Everybody knows, at least everybody who isn't praying that these severe weather events are portents of the Rapture and the Second Coming of Jesus. I imagine, however, that even their numbers are shrinking as day after day, not one of the faithful are vacuumed up into the sky to join with their creator in watching Armageddon from the safety of Heaven. Yet, our politicians do next to nothing to prevent this onrushing train of disaster, and have done next to nothing for decades, even after James Hansen of NASA told Congress way, way back in the 80's that we were in for a world of hurt if we didn't stop burning so much coal, oil and gas to generate energy.
Come to think about it, with all the warnings we have been given, with all the evidence that has been collected, with the proof of climate change punching us all in the nose every week, I'd find it unimaginable that people finally haven't gotten the message. The folks at that low budget hokey show on the History Channel sure have. Too bad climate change has become the new third rail of American politics. It used to be that one could not speak about changing Social Security, but that is no longer the case. It used to be that no one dare cross the NRA on gun violence, but that is also no longer the case. But serious discussions about the actions needed to slow the acceleration of climate change in the media or Congress? Well God forbid we do that, even when we had a Democratically controlled Congress and the Presidency.
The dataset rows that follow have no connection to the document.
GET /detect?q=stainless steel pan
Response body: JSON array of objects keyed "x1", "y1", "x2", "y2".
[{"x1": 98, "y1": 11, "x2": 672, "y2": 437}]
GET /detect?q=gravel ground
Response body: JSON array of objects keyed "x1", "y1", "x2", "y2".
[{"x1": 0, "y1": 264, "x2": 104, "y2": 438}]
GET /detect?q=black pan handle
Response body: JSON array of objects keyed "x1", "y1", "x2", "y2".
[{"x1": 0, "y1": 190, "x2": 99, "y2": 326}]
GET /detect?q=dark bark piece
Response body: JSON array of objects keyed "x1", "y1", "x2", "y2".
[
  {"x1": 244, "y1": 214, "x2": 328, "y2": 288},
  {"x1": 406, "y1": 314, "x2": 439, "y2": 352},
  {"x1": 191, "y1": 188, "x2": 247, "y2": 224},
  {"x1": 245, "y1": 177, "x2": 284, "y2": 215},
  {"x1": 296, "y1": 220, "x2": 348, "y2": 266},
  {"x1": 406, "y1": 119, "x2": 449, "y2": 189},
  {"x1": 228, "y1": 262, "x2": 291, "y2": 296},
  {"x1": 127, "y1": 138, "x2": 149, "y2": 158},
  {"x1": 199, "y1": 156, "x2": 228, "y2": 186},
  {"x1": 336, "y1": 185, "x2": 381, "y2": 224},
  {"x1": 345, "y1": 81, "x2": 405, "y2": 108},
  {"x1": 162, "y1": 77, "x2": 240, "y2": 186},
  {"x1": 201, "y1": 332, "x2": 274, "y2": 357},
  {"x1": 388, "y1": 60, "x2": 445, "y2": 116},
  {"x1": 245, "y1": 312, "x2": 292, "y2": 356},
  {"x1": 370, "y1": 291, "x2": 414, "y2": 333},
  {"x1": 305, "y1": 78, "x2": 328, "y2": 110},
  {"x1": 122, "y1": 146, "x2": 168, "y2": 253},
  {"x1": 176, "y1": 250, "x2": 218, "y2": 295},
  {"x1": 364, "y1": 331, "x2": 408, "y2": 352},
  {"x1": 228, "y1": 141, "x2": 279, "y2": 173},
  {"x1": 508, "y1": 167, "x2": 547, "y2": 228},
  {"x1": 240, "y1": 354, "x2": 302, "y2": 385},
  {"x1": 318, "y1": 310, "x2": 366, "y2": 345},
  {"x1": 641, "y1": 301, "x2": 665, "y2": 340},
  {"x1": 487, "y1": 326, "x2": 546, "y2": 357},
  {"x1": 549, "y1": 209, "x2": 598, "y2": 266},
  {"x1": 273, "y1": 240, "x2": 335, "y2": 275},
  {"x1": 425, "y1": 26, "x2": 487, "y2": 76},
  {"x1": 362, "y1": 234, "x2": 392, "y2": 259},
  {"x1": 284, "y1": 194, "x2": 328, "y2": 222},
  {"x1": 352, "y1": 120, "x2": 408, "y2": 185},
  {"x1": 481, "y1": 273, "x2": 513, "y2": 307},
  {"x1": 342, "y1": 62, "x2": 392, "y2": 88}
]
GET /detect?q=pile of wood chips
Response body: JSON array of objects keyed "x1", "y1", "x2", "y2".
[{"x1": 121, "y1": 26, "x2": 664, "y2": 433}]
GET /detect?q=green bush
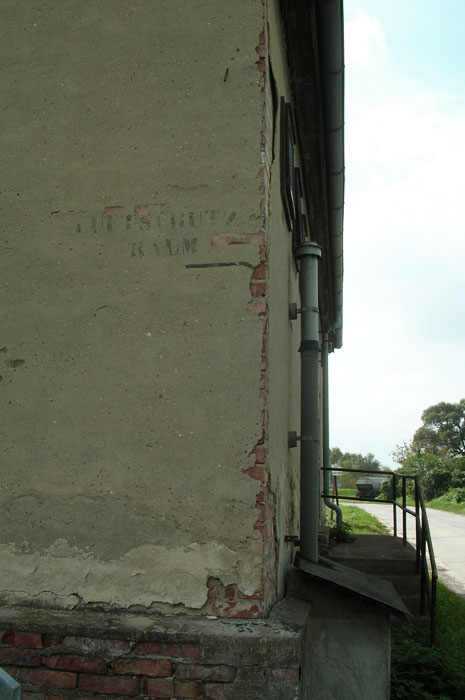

And please, the actions the Obama administration has taken on renewable energy and carbon emissions, for all the good intentions of some of its members, are grossly inadequate to the nature of the crisis. Indeed, progressives have had to fight tooth and nail just to keep the the administration from approving a pipeline to transport dirty Canadian tar sands, while the wasteful, dangerous practice of hydrofracking by the oil and gas industry continues to increase across the United States at an alarming rate. All while our forests and wild lands burn, dangerous storms multiply and heavy flooding that no one could have foreseen is a yearly occurrence.
I wish I could say I find that unimaginable. But, sadly no, I do not.